Hmm...what to say about Kodachrome 64...? If I were forced to choose only
one color film, this would be it. Sure, it's been surpassed in sharpness
and saturation by other films. But nothing else does almost everything well
- Kodachrome does. It's sharp enough and colorful enough for most needs,
seeming "less good" only when directly compared with other films.
What it does better than anything else I've tried is reproduce skin tones
faithfully. It loves every skin tone on earth, which is probably why
National Geographic used it so much for years.

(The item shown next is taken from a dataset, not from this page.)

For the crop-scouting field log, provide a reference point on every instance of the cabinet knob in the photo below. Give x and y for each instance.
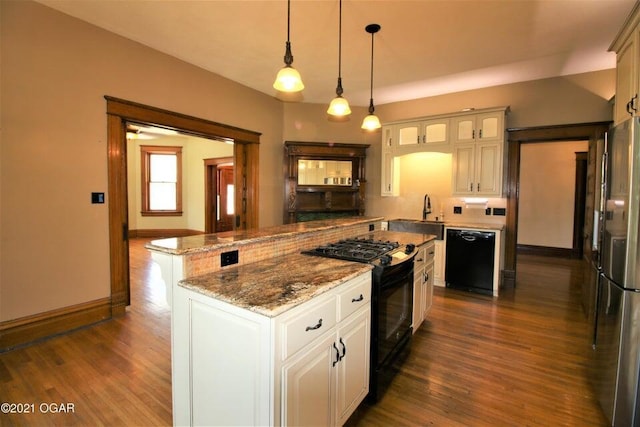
(631, 105)
(337, 354)
(316, 326)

Despite a relatively narrow exposure latitude it's still fast enough for
handheld photography in good light.
Folks who've already seen my TOPE 3 photo of a pair of lush, purplish
Mexican petunias can skip the following URL; otherwise:
http://albums.photopoint.com/j/ViewPhoto?u=1005538&a=7442500&p=26757317
OM-1, Zuiko 50/3.5 macro, Kodachrome 64, handheld on a blustery late-spring
day. Don't quite recall the exposure but shutter speed must have been fast
enough to offset the gusts. I'm guessing 1/250 @ f/5.6 or f/8.
===========
Lex Jenkins
===========
"Give a man a fish and he will eat for a day. Teach a man to fish and he
will sit in a boat and drink beer all day."